In London, events were muted by the July 7 subway and bus bombings, which killed some 50 people. Book and magazine chain WH Smith announced it was scrapping a planned midnight launch at King’s Cross Station, from whose fictional Platform 9 3/4 Harry catches the train to Hogwarts at the start of each term. At least 26 people died in a bomb blast on a subway near King’s Cross, the deadliest of the day’s four attacks.
Smith spokeswoman Sarah Hodson said it would be “insensitive and inappropriate” to hold the event at the station, but the store would remain open into Saturday morning so fans could purchase the book.
Rowling is richest woman in BritainSince Rowling first introduced Harry and his fellow students at Hogwarts School of Witchcraft and Wizardry to the world in 1997, the books have become a global phenomenon, selling 270 million copies in 62 languages and inspiring a series of movies. Rowling is now the richest woman in Britain, with a fortune estimated by Forbes magazine at $1 billion.
With only brief interruptions, “Half-Blood Prince” has topped the charts of Amazon.com and Barnes & Noble.com since last December when Rowling announced that she had completed it. Pre-orders worldwide already are in the millions and other Potter products are selling strongly, including the audio book narrated by Jim Dale, a “deluxe” edition of “Half-Blood Prince” and a box set of the previous five books.
Events are planned from New York City — where Dale will read at a Barnes & Noble in Union Square — to Mexico City, where the Libreria Gandhi book store scheduled a midnight sale and a daylong Potter festival on Saturday, even though the book will be available only in English.
Publication has sparked a price war in England, with many chains selling the book for about half the $29.95 cover price.
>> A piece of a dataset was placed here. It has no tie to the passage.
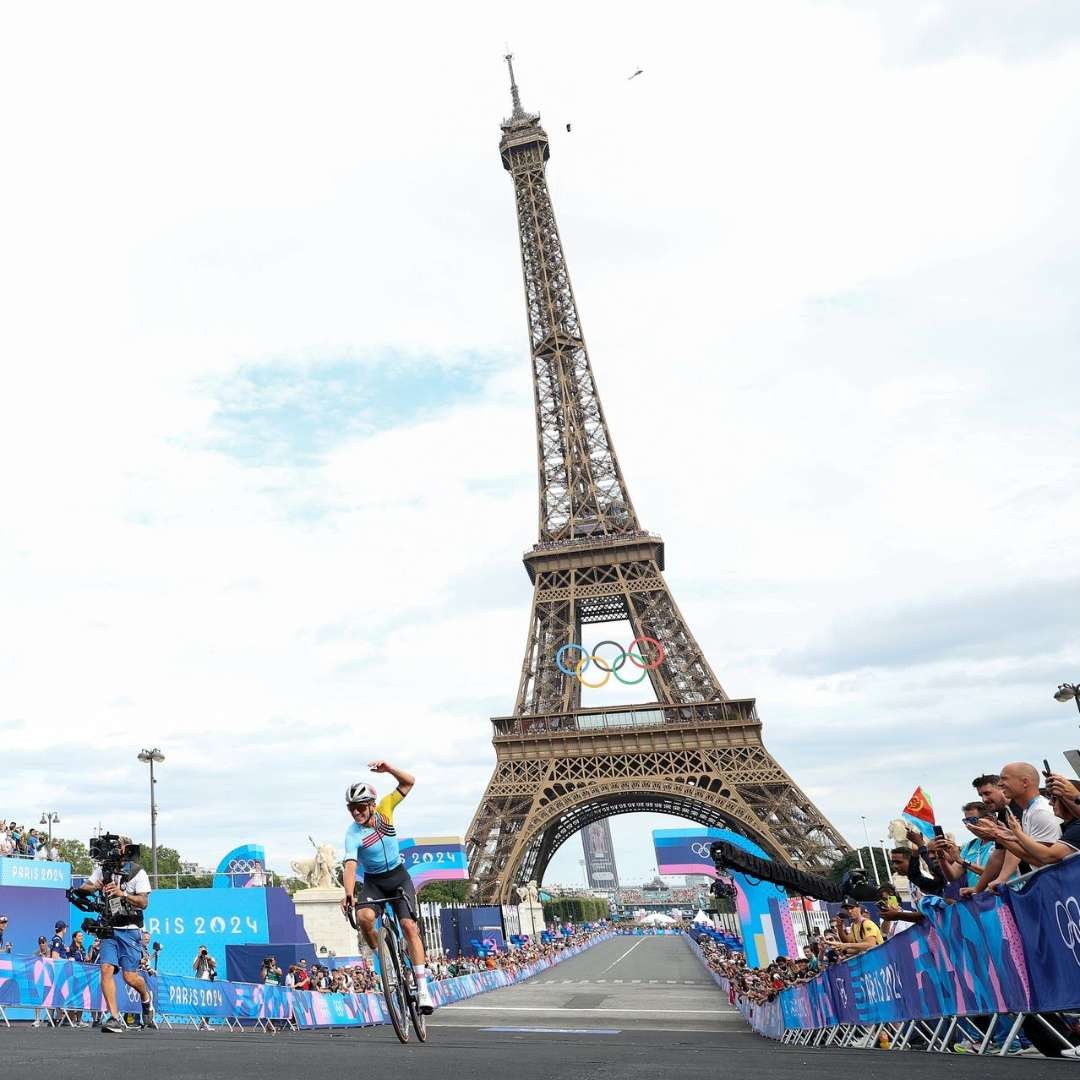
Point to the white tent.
(658, 920)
In the United States, the online retailer Alibris.com is offering $5, plus postage, for used copies.
Scholastic Inc., Rowling’s U.S. publisher, is releasing more than 10 million copies. Waterstone’s predicts 2 million copies will be sold in Britain and 10 million worldwide in the first 24 hours.
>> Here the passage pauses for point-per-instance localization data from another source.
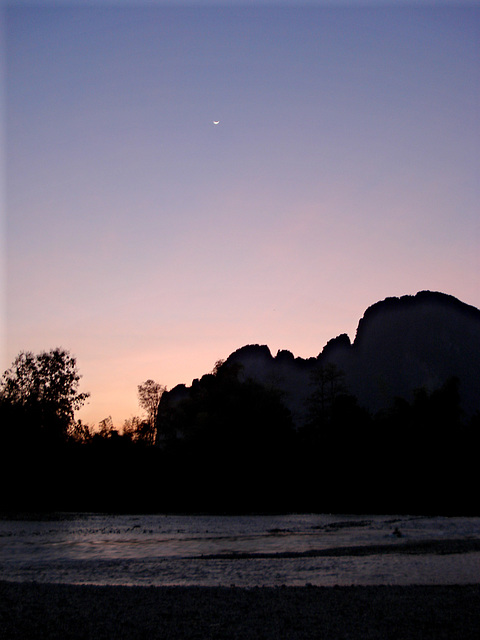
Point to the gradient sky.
(150, 242)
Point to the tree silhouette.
(41, 393)
(149, 395)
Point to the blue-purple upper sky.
(151, 242)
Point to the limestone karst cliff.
(401, 344)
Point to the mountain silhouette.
(401, 345)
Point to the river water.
(246, 551)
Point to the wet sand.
(31, 610)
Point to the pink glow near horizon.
(151, 243)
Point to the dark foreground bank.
(64, 611)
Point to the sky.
(151, 242)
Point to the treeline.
(231, 446)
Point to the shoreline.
(51, 611)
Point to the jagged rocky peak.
(407, 314)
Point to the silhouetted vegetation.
(229, 444)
Amazon reported that advance orders of the “adult” edition, which bears a more muted cover than the children’s version, were up 17 percent from the last book.
The new work has been preceded by months of carefully orchestrated publicity, hype and plot leaks, and surrounded by intense security. Amazon.co.uk has a secure 200,000-square-foot warehouse to pack the books. Canadian publisher Raincoast sought a court injunction after a Vancouver store accidentally sold 14 copies last week. A judge ordered customers not to discuss the book, copy it, sell it or read it before its release.
Even the pope is part of Pottermania. Writer Gabriele Kuby (author of “Harry Potter — Good or Evil?”) said that Pope Benedict XVI told her in letters written in 2003, when he was Cardinal Joseph Ratzinger, that the books “deeply distort Christianity in the soul.” The Vatican had no comment.